If \( \begin{vmatrix} 3i & -9i & 1 \\ 2 & 9i & -1 \\ 10 & 9 & i \end{vmatrix} = x + iy \), then:

• A. \( x = 1, y = 1 \)
• B. \( x = 0, y = 1 \)
• C. \( x = 1, y = 0 \)
• D. \( x = 0, y = 0 \)
• E. \( x = -1, y = 0 \)

Hint:

When a determinant contains many \( i \) terms, check if expansion leads to terms that cancel out. Often, these problems are designed to result in \( 0 \) or a purely real/imaginary number.

Answer 1

The Correct Option is D

Concept: To find \( x \) and \( y \), we evaluate the determinant. We can simplify the columns or rows by factoring out common terms like \( i \) or \( 9 \). If any two rows or columns become proportional, the determinant will be zero.

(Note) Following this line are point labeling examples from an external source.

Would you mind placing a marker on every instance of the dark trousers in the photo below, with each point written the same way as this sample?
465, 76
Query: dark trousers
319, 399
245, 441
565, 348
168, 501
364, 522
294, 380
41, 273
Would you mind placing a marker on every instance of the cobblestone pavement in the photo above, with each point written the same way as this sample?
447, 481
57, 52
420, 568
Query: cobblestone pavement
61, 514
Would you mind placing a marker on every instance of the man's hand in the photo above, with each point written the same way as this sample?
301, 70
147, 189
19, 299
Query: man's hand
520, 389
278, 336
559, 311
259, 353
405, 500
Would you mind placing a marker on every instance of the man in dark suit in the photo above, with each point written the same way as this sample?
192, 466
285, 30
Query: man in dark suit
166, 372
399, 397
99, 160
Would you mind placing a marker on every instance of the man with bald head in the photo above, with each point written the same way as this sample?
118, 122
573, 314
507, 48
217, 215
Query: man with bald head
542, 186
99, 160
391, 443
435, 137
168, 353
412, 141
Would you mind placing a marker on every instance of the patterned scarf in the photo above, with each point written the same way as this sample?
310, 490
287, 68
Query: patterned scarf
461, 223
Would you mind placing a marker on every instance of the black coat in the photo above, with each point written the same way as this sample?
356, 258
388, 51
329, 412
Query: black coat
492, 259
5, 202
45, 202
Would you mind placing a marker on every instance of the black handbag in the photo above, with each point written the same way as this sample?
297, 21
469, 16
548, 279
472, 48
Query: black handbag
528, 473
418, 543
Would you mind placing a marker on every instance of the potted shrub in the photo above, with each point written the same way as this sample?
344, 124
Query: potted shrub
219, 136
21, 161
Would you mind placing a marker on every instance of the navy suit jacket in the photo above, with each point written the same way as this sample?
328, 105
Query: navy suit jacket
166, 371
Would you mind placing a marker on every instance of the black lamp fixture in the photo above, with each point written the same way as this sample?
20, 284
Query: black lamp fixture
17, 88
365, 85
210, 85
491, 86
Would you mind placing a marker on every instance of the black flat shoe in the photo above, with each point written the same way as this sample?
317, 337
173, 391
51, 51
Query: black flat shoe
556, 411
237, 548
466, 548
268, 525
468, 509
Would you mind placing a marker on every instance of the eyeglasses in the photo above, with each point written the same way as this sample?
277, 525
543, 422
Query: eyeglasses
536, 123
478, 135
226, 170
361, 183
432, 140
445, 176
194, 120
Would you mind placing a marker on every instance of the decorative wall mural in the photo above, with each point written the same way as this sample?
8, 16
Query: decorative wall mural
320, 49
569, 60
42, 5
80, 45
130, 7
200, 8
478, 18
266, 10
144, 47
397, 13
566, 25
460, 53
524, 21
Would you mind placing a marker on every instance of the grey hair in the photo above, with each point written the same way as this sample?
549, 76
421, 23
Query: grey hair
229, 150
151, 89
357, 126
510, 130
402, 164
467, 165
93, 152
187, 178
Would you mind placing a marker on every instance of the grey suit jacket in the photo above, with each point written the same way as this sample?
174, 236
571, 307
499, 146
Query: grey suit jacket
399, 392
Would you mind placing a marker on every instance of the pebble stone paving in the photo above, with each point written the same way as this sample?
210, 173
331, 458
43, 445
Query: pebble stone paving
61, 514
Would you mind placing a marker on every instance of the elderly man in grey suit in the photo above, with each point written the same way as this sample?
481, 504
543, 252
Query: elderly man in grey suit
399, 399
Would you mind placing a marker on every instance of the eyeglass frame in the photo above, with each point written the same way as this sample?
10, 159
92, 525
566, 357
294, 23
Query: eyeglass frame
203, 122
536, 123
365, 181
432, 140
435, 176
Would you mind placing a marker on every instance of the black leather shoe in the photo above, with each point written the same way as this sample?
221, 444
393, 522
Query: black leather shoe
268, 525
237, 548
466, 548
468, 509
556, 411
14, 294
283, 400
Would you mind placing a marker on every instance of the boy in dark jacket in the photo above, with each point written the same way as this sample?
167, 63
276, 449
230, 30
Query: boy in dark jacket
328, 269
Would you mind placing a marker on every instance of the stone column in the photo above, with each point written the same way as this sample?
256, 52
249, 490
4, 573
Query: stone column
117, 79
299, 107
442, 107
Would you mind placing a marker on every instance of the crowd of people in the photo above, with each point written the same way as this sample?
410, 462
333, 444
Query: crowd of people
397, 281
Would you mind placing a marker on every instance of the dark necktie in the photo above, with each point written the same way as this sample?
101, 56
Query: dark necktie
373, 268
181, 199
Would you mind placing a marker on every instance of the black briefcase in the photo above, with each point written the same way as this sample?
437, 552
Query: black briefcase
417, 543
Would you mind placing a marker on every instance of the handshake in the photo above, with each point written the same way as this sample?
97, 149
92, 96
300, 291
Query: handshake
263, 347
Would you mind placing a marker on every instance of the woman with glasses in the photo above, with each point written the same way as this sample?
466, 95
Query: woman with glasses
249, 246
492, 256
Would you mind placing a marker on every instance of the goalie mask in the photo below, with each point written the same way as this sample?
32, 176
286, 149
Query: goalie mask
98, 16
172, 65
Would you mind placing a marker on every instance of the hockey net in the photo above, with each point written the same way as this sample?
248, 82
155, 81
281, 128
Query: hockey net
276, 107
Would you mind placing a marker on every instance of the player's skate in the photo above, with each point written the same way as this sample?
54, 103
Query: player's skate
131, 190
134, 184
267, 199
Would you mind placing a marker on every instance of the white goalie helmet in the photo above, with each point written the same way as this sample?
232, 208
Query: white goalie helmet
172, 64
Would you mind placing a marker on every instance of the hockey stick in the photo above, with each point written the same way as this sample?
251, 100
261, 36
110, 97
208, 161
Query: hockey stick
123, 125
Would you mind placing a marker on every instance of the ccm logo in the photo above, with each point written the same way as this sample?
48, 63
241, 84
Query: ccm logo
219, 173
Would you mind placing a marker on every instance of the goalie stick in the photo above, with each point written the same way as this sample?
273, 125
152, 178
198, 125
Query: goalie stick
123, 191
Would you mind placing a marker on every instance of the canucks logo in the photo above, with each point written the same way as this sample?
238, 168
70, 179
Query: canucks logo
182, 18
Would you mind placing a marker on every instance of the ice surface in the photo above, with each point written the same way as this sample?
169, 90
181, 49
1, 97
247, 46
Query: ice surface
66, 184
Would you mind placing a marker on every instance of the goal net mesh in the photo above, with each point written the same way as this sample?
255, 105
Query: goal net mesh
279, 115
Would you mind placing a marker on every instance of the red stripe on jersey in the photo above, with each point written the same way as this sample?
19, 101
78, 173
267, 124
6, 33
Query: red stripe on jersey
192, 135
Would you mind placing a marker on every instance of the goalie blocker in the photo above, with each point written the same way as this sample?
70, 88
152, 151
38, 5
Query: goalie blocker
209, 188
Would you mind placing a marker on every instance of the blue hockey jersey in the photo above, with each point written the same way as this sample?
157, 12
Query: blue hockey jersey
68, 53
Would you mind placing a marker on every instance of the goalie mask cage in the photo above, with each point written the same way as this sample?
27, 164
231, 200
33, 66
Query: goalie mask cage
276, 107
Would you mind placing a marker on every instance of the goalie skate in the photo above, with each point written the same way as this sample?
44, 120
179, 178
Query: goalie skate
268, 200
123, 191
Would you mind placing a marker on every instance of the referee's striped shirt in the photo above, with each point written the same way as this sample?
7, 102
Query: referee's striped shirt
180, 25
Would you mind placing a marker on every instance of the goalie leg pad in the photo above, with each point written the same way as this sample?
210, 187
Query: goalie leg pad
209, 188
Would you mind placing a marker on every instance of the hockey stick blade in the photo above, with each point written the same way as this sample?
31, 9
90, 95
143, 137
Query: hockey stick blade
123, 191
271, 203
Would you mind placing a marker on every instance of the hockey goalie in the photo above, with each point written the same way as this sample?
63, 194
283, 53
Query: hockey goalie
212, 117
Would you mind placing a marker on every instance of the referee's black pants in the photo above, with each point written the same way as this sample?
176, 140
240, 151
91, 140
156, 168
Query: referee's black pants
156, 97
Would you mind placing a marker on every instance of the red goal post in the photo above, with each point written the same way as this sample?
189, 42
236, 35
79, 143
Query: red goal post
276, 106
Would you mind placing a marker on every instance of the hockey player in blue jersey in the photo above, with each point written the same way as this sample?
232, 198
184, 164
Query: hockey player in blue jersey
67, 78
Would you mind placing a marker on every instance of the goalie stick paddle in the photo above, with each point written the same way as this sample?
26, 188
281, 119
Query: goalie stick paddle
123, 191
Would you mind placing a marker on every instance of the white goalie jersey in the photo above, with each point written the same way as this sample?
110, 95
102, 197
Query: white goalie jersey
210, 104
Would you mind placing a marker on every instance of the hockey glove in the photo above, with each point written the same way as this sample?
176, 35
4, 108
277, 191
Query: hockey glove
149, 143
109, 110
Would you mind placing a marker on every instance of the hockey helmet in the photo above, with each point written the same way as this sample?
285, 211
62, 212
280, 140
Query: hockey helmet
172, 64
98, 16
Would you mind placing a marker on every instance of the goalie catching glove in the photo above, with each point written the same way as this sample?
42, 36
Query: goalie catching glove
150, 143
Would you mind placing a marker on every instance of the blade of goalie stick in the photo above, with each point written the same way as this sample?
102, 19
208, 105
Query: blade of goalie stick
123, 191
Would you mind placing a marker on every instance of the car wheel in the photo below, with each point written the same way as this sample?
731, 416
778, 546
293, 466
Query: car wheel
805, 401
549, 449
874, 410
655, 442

Step 1: Simplifying the determinant columns.
Let's factor out \( 3i \) from the first column and \( 9 \) from the second column: \[ \Delta = (3i)(9) \begin{vmatrix} 1 & -i & 1 \\ \frac{2}{3i} & i & -1 \\ \frac{10}{3i} & 1 & i \end{vmatrix} \] Alternatively, notice Row 1 and Row 2. If we add Row 1 and Row 2: \( R_1 + R_2 = (3i+2, 0, 0) \). This doesn't immediately show zero. Let's expand directly: \[ \Delta = 3i(9i^2 - (-9)) - (-9i)(2i - (-10)) + 1(18 - 90i) \] \[ = 3i(-9 + 9) + 9i(2i + 10) + 18 - 90i \]

Step 2: Calculating the final value.
\[ \Delta = 3i(0) + 18i^2 + 90i + 18 - 90i \] \[ \Delta = 0 - 18 + 90i + 18 - 90i = 0 \] Since \( x + iy = 0 \), comparing real and imaginary parts gives \( x = 0 \) and \( y = 0 \).